Wildhood

Wildhood – freedom, oppression, hope, and love collide on the road to rebirth

20th March 2022
CINERAMA FILM ONLINE
Wildhood

Wildhood arrives in UK cinemas and on digital from September 2nd.


Based on his 2019 short film Wildfire, director Bretten Hannam takes his original twelve-minute film of a Mi’kmaw runaway and transforms it into a visually stunning feature-length exploration of adolescent love, cultural belonging, discovery and escape. It would be easy to label Wildhood a classic coming-of-age road trip movie. However, Hannam’s film transcends the boundaries of the road trip coming-of-age drama by weaving in a rich tapestry of themes, from reclaimed cultural identities to intersectionality and family breakdown as a young man escapes his violent and brutal family home with his younger brother in tow.

Link (Phillip Lewitski) is a two-spirit young man living a life of poverty with his younger brother Travis (Avery Winters-Anthony) in a family home where physical abuse, alcoholism and crime go hand in hand. But when Link discovers his father (Joel Thomas Hynes) has been hiding the truth about his absent mother, whom he claimed was dead, Link escapes his oppressive home life with his young brother in tow.

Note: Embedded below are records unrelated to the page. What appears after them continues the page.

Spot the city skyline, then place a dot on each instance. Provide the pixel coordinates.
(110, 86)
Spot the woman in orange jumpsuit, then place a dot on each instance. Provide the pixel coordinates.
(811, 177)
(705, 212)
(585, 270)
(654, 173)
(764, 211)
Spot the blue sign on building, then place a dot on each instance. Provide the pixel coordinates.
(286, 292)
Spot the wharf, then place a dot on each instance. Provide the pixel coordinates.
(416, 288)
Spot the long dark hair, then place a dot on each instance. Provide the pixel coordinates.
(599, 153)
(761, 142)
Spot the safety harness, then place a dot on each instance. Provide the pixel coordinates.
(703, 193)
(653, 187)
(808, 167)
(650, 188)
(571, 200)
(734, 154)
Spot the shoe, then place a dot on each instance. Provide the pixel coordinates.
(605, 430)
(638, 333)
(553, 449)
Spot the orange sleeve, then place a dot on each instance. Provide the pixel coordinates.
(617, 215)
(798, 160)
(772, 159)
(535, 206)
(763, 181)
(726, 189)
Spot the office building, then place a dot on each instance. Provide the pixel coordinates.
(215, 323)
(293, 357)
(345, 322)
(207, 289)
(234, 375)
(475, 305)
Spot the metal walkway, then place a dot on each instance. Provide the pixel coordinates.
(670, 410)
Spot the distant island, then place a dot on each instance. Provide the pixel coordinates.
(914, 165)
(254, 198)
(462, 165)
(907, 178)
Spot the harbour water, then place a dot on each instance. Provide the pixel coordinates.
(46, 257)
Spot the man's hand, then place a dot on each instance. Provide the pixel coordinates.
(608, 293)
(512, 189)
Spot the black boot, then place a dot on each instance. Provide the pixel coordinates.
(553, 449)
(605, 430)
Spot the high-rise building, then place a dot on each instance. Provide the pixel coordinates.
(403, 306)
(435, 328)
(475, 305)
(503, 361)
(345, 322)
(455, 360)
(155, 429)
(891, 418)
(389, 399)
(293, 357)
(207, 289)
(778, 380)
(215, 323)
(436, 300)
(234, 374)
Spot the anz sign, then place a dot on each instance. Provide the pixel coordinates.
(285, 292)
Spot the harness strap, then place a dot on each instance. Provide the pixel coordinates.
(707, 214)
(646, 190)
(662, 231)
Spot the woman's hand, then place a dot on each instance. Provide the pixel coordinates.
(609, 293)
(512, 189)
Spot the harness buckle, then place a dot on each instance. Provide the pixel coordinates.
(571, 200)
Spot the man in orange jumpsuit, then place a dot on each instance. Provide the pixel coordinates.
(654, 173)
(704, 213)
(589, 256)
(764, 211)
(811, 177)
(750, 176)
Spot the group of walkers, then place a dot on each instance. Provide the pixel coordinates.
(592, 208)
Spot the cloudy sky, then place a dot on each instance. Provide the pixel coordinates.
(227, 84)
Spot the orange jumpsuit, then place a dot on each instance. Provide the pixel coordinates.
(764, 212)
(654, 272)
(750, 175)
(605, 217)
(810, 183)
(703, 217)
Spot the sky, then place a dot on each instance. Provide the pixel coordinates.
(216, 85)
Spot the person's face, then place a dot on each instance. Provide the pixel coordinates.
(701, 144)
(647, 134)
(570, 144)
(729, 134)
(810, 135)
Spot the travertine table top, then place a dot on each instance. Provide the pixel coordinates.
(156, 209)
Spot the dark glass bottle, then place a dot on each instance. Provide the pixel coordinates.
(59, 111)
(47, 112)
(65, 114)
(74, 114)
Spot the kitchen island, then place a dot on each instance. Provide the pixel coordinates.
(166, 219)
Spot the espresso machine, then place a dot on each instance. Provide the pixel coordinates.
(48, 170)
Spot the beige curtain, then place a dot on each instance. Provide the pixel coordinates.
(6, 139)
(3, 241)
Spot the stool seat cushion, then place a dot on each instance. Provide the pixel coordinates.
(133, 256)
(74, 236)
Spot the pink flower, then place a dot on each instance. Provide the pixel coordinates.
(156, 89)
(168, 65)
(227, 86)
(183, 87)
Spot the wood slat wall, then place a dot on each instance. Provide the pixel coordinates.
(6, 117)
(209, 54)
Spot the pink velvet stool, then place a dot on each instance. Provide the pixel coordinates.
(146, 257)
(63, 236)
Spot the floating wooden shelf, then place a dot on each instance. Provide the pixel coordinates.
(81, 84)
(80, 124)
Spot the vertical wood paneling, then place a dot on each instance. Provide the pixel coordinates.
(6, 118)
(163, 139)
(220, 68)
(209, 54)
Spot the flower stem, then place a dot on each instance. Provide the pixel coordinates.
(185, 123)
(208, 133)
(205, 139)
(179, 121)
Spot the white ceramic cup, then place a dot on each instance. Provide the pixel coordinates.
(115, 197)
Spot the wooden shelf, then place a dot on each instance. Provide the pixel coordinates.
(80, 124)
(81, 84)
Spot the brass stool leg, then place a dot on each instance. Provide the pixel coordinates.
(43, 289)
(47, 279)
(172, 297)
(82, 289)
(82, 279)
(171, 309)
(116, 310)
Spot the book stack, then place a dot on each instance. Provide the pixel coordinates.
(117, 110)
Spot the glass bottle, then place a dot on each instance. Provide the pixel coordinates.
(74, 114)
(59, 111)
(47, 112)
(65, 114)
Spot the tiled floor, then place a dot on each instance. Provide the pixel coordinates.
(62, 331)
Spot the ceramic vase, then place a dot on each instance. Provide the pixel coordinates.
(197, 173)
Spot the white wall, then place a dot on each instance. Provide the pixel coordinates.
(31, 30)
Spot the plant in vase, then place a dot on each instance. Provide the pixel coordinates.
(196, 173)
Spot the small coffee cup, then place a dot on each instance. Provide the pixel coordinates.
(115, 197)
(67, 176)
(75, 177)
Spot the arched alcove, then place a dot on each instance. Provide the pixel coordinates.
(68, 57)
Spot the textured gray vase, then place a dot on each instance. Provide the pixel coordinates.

His mission is simple; find his mum and reconnect with his Mi’kmaw heritage.


READ MORE: THE OUTLAWS


However, as they embark on their journey with no money to their name, Link and Travis quickly realise their journey will be far more complex than they initially thought, with only a birthday card and incomplete address to guide their way. As they navigate Nova Scotia with hope quickly running out, they meet Pasmay (Joshua Odjick), a young Mi’kmaw drifter and dancer who offers to help. But Pasmay also offers Link a bond of love, companionship and care he has never experienced on a road trip of discovery, love and reclaimed identity.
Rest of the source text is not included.